“It was nice meeting you, Pepper,” he said, and meant it with a sincerity that he hoped sounded casual and suspected didn’t.
“You, too, Jonah.” She picked up her book and settled into the guest chair. “Atlas is a dream.”
So are you, Pepper Broussard.
Swallowing that last thought, he thanked the chef, who nodded without looking up from his laptop, and walked out of the office, down the hall, and into the parking lot, where the heat hit him like a wall and the Honda sat baking.
Atlas didn’t even wake up when he was strapped into the car seat, which was a minor miracle.
Jonah drove home thinking about two things.
First, that he absolutely, urgently, critically needed to find childcare.
Second, that his most important professor’s daughter had freckles and smelled like flowers and had a spicy personality that fit her name.
Oh, and she was completely, unequivocally off limits.
The sound of a power saw greeted Kate and Vivien before they even reached the front door of Tessa and Dusty’s beach house in Miramar Beach.
“It’s not-so-controlled chaos in here—I would enter at your own risk,” Tessa announced when she opened the front door. She held Olive on one hip, brushing something from the little girl’s blond curls. Sawdust?
“That sounds like more than moving furniture and rearranging a duplex into one place,” Kate said.
“So much more,” Tessa said. “Dusty wants the staircase opened up and it’s…loud. And dirty. And there are three men in there…sweating. Profusely.”
On cue, the saw screamed again. Olive clapped her hands and squealed, “Dusting!”
They laughed at the name the toddler had hung on her soon-to-be father.
“He’s making plenty of it,” Tessa muttered, kissing the top of Olive’s head. “Girls, let’s get out of here. Please. I’m dressed. She’s dressed. We’re ready.”
Kate took in the scene behind her sister—tarps over the furniture, the smell of fresh-cut lumber, and the muffled sound of male laughter from somewhere upstairs.
The house had been two separate units when Tessa and Dusty bought it, back when they were just friends sharing a property and pretending they weren’t falling in love. Now that they were married, Dusty had wasted no time converting it into a proper single-family home, which apparently required destroying most of the first floor.
“It looks like a bomb went off,” Vivien observed.
“Two bombs. One upstairs and one down. Dusty promised it would take a weekend. That was five days ago and there’s no end in sight.”
Kate reached for Olive, who wrapped her small arms around Kate’s neck and immediately pressed a sticky hand against her glasses.
“Tess-Tess!” Olive announced, pointing at Tessa as if Kate might not know who she was.
“That’s right, baby girl. That’s Tess-Tess. She’s my sister.”
“Sis-tah.”
“Be warned, she’s a human parrot,” Tessa said, grabbing one of her beloved designer totes, which now looked suspiciously like a diaper bag. “I say Pompano Joe’s because we can walk. Now. Before I commit a crime with a circular saw.”

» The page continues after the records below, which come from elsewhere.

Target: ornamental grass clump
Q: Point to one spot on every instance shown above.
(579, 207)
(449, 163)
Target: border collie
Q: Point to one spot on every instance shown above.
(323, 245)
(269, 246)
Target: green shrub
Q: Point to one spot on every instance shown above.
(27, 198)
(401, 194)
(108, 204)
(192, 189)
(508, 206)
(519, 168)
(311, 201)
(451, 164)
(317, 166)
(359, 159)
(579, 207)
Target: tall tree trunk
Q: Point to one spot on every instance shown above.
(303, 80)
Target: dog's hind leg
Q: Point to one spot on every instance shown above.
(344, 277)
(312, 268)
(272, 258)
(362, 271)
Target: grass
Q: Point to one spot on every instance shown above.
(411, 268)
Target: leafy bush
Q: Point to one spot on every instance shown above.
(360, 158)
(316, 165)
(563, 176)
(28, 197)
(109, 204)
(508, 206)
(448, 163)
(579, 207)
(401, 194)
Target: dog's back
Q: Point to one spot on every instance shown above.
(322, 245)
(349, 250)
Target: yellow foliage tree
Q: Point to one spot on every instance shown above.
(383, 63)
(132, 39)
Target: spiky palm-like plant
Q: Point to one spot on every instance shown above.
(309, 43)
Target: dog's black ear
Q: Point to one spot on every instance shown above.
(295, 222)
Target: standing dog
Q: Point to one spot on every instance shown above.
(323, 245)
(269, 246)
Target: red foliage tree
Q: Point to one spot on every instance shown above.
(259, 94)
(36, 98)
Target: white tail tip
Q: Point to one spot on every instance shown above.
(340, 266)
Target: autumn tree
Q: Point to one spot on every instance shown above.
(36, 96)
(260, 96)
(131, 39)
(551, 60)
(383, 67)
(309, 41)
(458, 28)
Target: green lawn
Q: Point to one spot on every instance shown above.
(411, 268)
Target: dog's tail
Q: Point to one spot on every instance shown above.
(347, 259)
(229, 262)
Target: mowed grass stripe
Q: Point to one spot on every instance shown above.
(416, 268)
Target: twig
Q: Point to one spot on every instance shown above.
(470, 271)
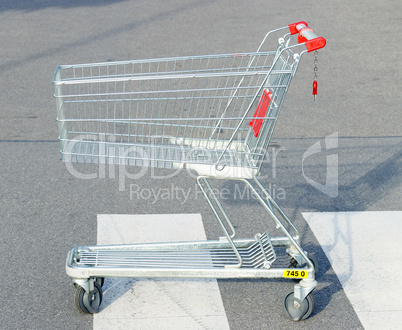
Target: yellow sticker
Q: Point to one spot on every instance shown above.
(292, 273)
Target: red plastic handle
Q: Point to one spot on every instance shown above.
(307, 36)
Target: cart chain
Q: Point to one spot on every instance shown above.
(315, 74)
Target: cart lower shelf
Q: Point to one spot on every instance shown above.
(258, 254)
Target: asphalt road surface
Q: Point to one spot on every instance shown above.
(45, 210)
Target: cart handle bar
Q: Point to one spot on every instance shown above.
(307, 36)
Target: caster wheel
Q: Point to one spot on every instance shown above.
(88, 303)
(295, 309)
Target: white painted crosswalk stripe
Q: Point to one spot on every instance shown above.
(157, 303)
(364, 251)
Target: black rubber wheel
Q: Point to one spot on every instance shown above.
(88, 303)
(295, 309)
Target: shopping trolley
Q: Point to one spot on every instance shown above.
(212, 114)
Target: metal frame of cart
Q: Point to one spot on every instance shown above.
(213, 114)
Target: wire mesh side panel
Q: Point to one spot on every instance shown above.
(160, 112)
(277, 83)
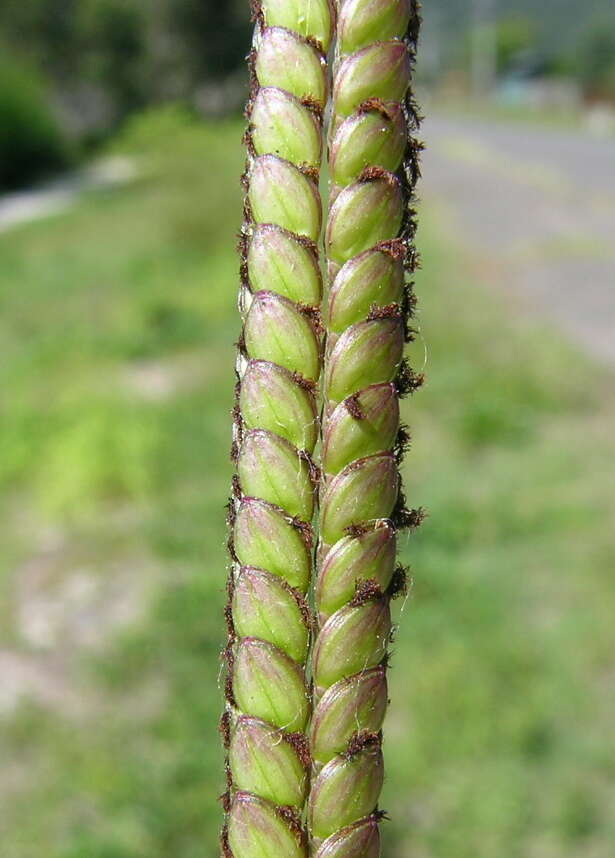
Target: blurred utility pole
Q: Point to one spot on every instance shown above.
(484, 47)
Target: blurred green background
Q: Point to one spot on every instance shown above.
(118, 278)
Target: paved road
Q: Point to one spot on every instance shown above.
(541, 204)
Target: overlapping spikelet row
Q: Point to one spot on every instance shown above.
(369, 246)
(275, 432)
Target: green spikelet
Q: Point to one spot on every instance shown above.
(369, 246)
(275, 432)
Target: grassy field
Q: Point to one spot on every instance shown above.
(118, 321)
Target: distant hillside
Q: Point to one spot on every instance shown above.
(559, 23)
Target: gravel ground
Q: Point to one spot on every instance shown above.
(539, 205)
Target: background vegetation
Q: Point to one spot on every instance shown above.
(118, 320)
(101, 60)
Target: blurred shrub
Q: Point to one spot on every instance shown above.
(31, 143)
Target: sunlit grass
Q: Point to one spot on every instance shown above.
(118, 324)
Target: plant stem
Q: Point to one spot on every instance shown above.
(373, 162)
(275, 432)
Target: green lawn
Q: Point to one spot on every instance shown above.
(118, 321)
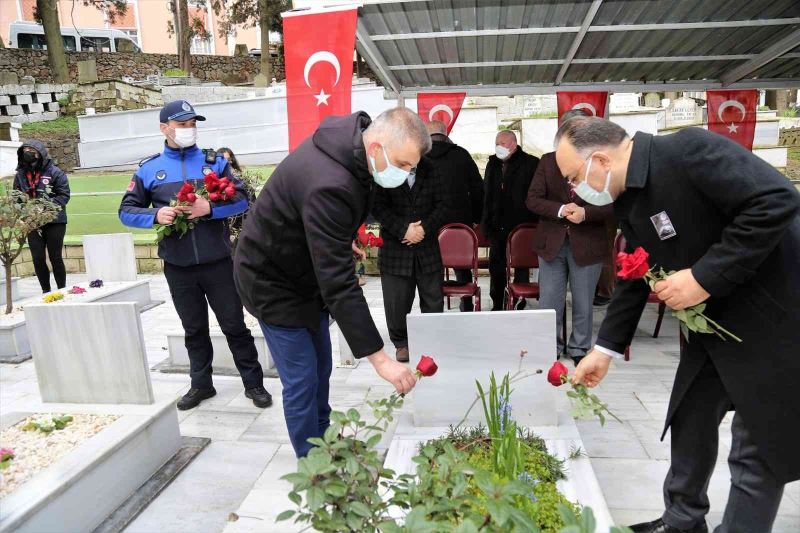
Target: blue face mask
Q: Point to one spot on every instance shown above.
(589, 194)
(391, 176)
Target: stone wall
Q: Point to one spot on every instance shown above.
(112, 95)
(136, 65)
(31, 103)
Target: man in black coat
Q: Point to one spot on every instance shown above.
(462, 183)
(410, 217)
(294, 261)
(507, 180)
(727, 223)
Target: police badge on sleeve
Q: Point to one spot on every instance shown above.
(664, 228)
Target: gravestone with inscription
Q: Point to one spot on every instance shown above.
(683, 112)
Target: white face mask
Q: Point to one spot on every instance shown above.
(502, 152)
(185, 137)
(589, 194)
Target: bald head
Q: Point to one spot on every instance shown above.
(437, 126)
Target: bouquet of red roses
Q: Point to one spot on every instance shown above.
(366, 240)
(635, 266)
(185, 197)
(216, 189)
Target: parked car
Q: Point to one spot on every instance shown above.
(31, 35)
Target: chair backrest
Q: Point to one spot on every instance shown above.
(459, 246)
(483, 240)
(519, 247)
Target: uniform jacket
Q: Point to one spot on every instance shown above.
(735, 223)
(294, 256)
(155, 184)
(505, 193)
(48, 176)
(396, 208)
(548, 192)
(461, 180)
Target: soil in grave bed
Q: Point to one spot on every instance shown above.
(35, 450)
(542, 471)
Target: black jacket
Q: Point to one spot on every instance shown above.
(48, 175)
(155, 184)
(294, 258)
(504, 201)
(736, 226)
(396, 208)
(461, 180)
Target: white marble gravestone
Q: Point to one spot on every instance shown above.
(110, 257)
(469, 346)
(89, 353)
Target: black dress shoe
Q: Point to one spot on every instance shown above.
(193, 398)
(658, 526)
(260, 396)
(600, 301)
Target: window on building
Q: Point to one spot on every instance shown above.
(95, 44)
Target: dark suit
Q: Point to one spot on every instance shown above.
(506, 184)
(568, 252)
(736, 226)
(404, 268)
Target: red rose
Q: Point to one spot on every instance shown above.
(633, 266)
(426, 366)
(555, 373)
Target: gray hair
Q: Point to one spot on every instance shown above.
(398, 126)
(437, 126)
(588, 134)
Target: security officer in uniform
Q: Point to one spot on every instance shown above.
(197, 265)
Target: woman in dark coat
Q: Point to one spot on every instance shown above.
(38, 177)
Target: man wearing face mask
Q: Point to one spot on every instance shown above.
(197, 265)
(38, 177)
(294, 260)
(506, 181)
(727, 223)
(571, 244)
(410, 260)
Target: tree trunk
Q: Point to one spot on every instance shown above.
(183, 35)
(48, 11)
(263, 22)
(9, 303)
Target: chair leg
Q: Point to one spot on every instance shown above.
(662, 307)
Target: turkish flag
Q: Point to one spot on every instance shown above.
(440, 106)
(594, 104)
(318, 47)
(733, 114)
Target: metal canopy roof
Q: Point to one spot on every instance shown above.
(539, 46)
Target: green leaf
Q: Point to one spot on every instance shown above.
(361, 509)
(286, 515)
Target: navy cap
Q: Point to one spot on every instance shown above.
(179, 110)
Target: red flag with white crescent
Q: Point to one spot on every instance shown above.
(440, 106)
(318, 47)
(594, 104)
(733, 114)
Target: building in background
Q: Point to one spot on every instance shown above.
(145, 22)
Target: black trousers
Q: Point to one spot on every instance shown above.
(755, 494)
(398, 297)
(193, 289)
(497, 270)
(51, 241)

They took off for the beachfront restaurant, laughing and chatting as they strolled down the water-facing road. There, they found the deck was open and breezy, and scored a table near the railing with a view of the Gulf and a highchair for Olive. She settled in with a sippy cup and started gnawing on a plastic starfish toy as though it were the featured menu item.
“Look at you,” Kate said to Tessa once they’d ordered iced teas and the breeze had swept away the last of the sawdust stress. “Married. A mom. Renovating a house.”
“Just married. Almost a mom—adoption isn’t final for six to eight weeks—and ‘renovating’ is optimistic. More like making it work.” She took a sip of tea and grinned at Vivien. “If you’d have told me back in March when you found me hiding in a guest room at the Summer House, basically homeless and pathetic, that I’d be living in Miramar Beach with a therapist husband and a two-year-old, I would have laughed in your face and called you crazy.”
“You did laugh in my face, and I thought you were the crazy one,” Vivien deadpanned.
“I was,” she said, “but now I’m just crazy about…her. And the man destroying our home with love and determination.” She handed Olive a piece of bread, tearing it into small pieces automatically, wiping a crumb from the little girl’s chin without breaking eye contact with Vivien.